Streit über „Kessel von Debalzewe“
Debalzewe wird von ukrainischen Soldaten gehalten, die laut eigenen Angaben von den prorussischen Rebellen mit Raketen und Artillerie angegriffen wurden. Die Separatisten wollen den Ort durch die Blockade der letzten Straße, die den Verkehrsknotenpunkt mit ukrainisch kontrolliertem Territorium verband, bereits eingekesselt haben. Das ukrainische Militär berichtet von einer äußerst angespannten Lage. Die Rebellen würden ihre Kräfte in der Gegend bündeln und verstärken.

Reuters/Gleb Garanich
Soldaten der ukrainischen Armee in der Nähe von Debalzewe
Laut dem kremlnahen Journalisten Andrej Kolesnikow wurde bei den Verhandlungen in der weißrussischen Hauptstadt Minsk nahezu die Hälfte der Zeit darüber diskutiert, ob es den „Kessel von Debalzewe“ gebe oder nicht. Während der ukrainische Präsident Petro Poroschenko den Kessel bestritt, berief sich der russische Präsident Wladimir Putin auf Angaben von Separatisten, wonach 6.000 bis 8.000 Soldaten eingekesselt worden seien. „Sie gehen davon aus, dass diese Gruppierung die Waffen niederlegt und den Widerstand aufgibt“, so Putin.

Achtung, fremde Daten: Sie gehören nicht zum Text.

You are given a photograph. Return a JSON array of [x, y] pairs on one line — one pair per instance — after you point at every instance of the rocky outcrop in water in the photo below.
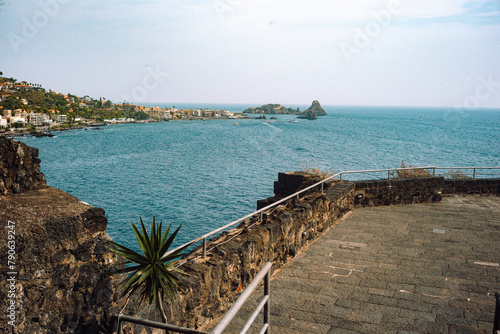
[[315, 109]]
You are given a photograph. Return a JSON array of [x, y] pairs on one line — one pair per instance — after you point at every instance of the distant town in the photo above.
[[29, 107]]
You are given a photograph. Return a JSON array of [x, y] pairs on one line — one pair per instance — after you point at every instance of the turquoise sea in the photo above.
[[204, 174]]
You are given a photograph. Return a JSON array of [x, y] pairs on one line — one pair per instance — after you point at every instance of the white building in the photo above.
[[38, 119], [59, 118]]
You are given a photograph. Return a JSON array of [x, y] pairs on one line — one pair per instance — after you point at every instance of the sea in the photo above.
[[204, 174]]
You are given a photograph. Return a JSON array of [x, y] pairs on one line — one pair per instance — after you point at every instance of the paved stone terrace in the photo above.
[[427, 268]]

Kreml: Putin drängte Separatisten
Die Staats- und Regierungschefs Deutschlands, Frankreichs, der Ukraine und Russlands hatten sich am Donnerstag in Minsk auf einen Friedensplan verständigt, der unter anderem eine Waffenruhe ab Samstagnacht vorsieht. Ein Sprecher des Präsidialamts in Moskau sagte laut Meldung der Nachrichtenagentur RIA am Freitag, Russland gehe davon aus, dass die Vereinbarung umgesetzt werde. Die Teilnehmer des Minsker Gipfels stünden wegen der Ukraine-Krise in Kontakt und dürften sich in den kommenden Tagen wohl zu einem Telefonat verabreden.
Putin habe sich bei den Verhandlungen in Minsk für eine sofortige Waffenruhe eingesetzt, sagte Kreml-Sprecher Dimitri Peskow der Wirtschaftszeitung „Kommersant“ (Freitag-Ausgabe). Der Beginn der Waffenruhe am Samstag (um 23.00 Uhr MEZ) sei „auf Wunsch der Separatisten“ vereinbart worden, so Peskow. Putin habe „beträchtliche Anstrengungen unternommen, um die Rebellen von einer Unterzeichnung des Dokuments zu überzeugen“.

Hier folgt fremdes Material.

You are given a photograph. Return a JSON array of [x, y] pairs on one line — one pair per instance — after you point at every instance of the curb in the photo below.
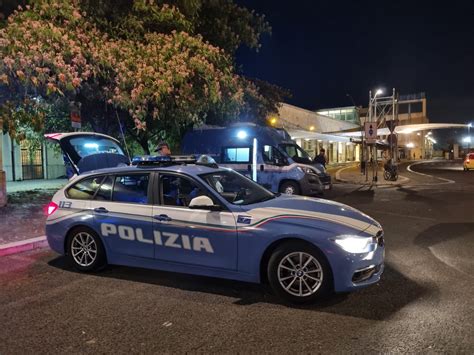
[[402, 180], [23, 245]]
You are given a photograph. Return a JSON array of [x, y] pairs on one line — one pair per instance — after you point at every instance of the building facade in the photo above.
[[21, 162], [310, 131]]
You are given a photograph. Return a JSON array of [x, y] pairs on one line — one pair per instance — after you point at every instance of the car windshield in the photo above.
[[296, 153], [236, 188], [85, 146]]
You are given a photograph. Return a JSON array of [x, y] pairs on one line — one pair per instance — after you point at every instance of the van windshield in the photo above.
[[236, 188], [296, 153]]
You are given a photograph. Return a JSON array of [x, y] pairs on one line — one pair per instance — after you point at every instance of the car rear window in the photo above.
[[85, 189], [131, 188]]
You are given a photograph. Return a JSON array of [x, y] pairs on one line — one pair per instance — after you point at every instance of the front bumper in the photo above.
[[354, 271]]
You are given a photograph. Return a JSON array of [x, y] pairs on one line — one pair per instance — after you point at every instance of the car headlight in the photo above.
[[306, 170], [355, 244]]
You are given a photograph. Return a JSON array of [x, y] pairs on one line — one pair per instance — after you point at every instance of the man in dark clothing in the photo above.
[[321, 158], [163, 149]]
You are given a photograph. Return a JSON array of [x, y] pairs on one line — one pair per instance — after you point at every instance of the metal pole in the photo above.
[[254, 160], [3, 178]]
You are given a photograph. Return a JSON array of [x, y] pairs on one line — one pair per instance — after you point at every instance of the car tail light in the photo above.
[[50, 208]]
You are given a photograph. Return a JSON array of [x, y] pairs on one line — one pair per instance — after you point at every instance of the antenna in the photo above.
[[123, 136]]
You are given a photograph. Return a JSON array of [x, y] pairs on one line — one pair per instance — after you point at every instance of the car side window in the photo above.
[[85, 189], [105, 190], [131, 188], [178, 190], [272, 155]]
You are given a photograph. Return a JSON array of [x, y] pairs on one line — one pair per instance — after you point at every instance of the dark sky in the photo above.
[[321, 50]]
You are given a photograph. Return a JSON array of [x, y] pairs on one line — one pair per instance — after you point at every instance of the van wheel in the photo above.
[[299, 273], [290, 188], [85, 250]]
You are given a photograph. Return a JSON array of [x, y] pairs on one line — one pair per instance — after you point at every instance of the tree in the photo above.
[[141, 64]]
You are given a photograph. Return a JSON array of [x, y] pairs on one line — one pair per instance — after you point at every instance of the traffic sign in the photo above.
[[370, 132]]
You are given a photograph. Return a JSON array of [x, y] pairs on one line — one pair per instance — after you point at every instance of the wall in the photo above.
[[295, 117]]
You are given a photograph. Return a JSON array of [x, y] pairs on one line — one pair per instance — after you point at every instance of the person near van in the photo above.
[[321, 158], [163, 149]]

Russland hofft auf Ende der Sanktionen
Russland hofft nach dem Minsker Abkommen auf ein baldiges Ende der westlichen Sanktionen. „Ich bin überzeugt, dass es Möglichkeiten gibt, diese Probleme zu lösen“, sagte Wirtschaftsminister Alexej Uljukajew am Freitag. Alle Seiten, vor allem die Unternehmen, hätten die Sanktionspolitik satt. Die Vereinbarungen von Minsk seien ernsthaft und substanziell. Russland will die Gespräche mit den Teilnehmern der Friedensverhandlungen zudem fortsetzen. Die EU will wie geplant am Montag eine Sanktionsverschärfung in Kraft setzen. Zudem behält sich die Gemeinschaft weitere Strafmaßnahmen gegen Russland vor.
Ukraine will keine Amnestie für Anführer
Die beim Ukraine-Krisengipfel vereinbarte Amnestie soll nach Darstellung des ukrainischen Außenministers Pawel Klimkin nicht für die Anführer der prorussischen Separatisten im Donbass gelten. Die abgesprochene Autonomie für die Ostukraine bedeute zudem nicht, dass die Führung in Kiew die Macht völlig aus der Hand gebe, sagte Klimkin am Freitag. Eine föderale Staatsordnung wie etwa in Deutschland und Russland sei nicht vorgesehen, hieß es Agenturen zufolge.